Suchar wyszedł z sklepu Kraba i pobiegł do baru, wzbudził spore zainteresowanie kilku stalkerów nawet zapytało gdzie tak pędzi ale im nie odpowiedział. Wpadł do baru
- gdzie jest kurwa Czyngis !
- Wyszedł z 10 minut temu
Suchar wyszedł z baru i zaczął wypytywać stalkerów o Czyngisa.
- Podobno szedł do Lamusa- powiedział jeden z stalkerów siedzących przy ognisku.
Suchar podziękował machnięciem ręki i pobiegł czym prędzej do Luzaka. Sklep Luzaka znajdował się w małej przybudówce na obrzeżach Rostoku.
- Tu jesteś! - wysapał zmachany Suchar
- Co się tak drzesz? - przywitał go pytaniem Luzak
- Szukam tego idioty - wskazał palcem na Czyngisa
- Czemu od razu idioty? Na zakupy przyszedłem. - odpowiedział zdezorientowany Czyngis
- Mamy do pogadania rób te zakupy i lecimy do Powinności. Potrzebujemy pieniędzy... dużo pieniędzy.
- Spoko spoko juz kończę - odparł już spokojny Czyngis
Suchar wyszedł z przybudówki wygrzebał z kieszeni paczkę L&M-ów i zapalił. Na Czyngisa czekał około pięciu minut. Ten uradowany wyszedł ze sklepu ładując magazynek swojego Scara.

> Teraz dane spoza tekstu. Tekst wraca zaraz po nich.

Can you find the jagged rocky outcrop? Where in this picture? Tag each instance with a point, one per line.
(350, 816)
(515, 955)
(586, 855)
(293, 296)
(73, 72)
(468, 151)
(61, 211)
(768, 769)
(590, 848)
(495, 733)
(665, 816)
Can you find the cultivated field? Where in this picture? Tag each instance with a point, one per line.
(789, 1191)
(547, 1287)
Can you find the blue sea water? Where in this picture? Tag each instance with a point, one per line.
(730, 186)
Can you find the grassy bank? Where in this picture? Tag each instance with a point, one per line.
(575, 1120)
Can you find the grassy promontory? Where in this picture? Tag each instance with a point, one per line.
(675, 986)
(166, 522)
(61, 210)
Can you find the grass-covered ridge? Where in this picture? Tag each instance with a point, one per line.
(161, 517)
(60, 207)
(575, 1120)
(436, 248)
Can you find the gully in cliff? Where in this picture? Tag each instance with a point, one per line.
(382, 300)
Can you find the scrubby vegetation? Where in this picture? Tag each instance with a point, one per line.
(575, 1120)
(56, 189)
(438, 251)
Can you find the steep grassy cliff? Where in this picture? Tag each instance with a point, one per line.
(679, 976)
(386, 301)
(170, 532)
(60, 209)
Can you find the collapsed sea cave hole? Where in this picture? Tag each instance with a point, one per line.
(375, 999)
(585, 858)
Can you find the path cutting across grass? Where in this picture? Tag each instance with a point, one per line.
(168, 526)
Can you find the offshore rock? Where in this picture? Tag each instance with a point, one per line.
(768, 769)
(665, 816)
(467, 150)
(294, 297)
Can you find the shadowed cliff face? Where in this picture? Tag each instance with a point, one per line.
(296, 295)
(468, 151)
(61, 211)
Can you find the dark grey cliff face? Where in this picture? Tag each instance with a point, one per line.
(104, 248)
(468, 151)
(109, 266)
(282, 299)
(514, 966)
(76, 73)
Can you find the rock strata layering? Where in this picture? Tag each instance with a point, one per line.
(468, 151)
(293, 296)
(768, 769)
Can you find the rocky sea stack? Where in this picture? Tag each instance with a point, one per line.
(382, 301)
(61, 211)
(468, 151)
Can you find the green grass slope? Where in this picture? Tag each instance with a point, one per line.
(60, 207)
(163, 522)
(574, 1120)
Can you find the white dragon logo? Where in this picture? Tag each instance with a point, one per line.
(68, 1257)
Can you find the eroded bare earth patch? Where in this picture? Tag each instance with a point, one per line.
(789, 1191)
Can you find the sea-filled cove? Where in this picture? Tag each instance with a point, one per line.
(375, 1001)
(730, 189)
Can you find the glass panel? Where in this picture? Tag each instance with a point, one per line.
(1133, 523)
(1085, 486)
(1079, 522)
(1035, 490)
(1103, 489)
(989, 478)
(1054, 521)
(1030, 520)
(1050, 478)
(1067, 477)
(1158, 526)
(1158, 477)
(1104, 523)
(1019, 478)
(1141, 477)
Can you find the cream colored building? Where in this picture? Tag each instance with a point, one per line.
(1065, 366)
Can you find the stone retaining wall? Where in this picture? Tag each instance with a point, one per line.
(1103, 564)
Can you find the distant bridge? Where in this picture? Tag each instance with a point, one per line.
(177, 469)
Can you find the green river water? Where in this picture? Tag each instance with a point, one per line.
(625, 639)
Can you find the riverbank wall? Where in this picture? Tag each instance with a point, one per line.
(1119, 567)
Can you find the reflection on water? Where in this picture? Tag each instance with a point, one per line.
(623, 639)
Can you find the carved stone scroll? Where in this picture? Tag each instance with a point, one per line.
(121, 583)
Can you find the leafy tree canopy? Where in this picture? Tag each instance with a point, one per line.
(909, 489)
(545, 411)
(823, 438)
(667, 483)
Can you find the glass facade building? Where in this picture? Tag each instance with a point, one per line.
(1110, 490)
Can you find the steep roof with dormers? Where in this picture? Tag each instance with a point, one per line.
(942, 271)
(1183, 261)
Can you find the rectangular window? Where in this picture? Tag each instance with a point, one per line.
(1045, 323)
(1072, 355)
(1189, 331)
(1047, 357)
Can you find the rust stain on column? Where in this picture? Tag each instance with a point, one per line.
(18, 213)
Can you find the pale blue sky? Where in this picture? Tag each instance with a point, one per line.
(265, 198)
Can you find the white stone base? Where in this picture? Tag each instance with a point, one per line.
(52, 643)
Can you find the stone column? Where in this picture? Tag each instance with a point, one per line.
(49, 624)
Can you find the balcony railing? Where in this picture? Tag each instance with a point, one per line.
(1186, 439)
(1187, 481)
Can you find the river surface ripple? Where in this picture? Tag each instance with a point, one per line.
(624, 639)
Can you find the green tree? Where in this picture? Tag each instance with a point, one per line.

- To jak lecimy do tej Powinności?
- Czekaj mam ci coś do powiedzenia, szukają nas.
- Kto? Kurwa jak?! I za co?
- Za odjebanie Dimy - zaciągnął sie po raz ostatni i zgasił kiepa - Dają pięćdziesiąt koła ode łba.
- Który skurwie...
- Najebnik.
Czyngis zbladł. W jego głowie zaczęły się kłębić myśli.
- To słabo. W takim wypadku potrzebujemy ochrony. - odrzekł Czyngis
- Na razie to idziemy do Powinności.
Bez słowa skonsternowani wyruszyli do bazy Powinności. Baza znajdowała się po drugiej stronie Rostoku wiec przejście do niej zajęło im kilka minut. Na wejściu stało dwóch strażników.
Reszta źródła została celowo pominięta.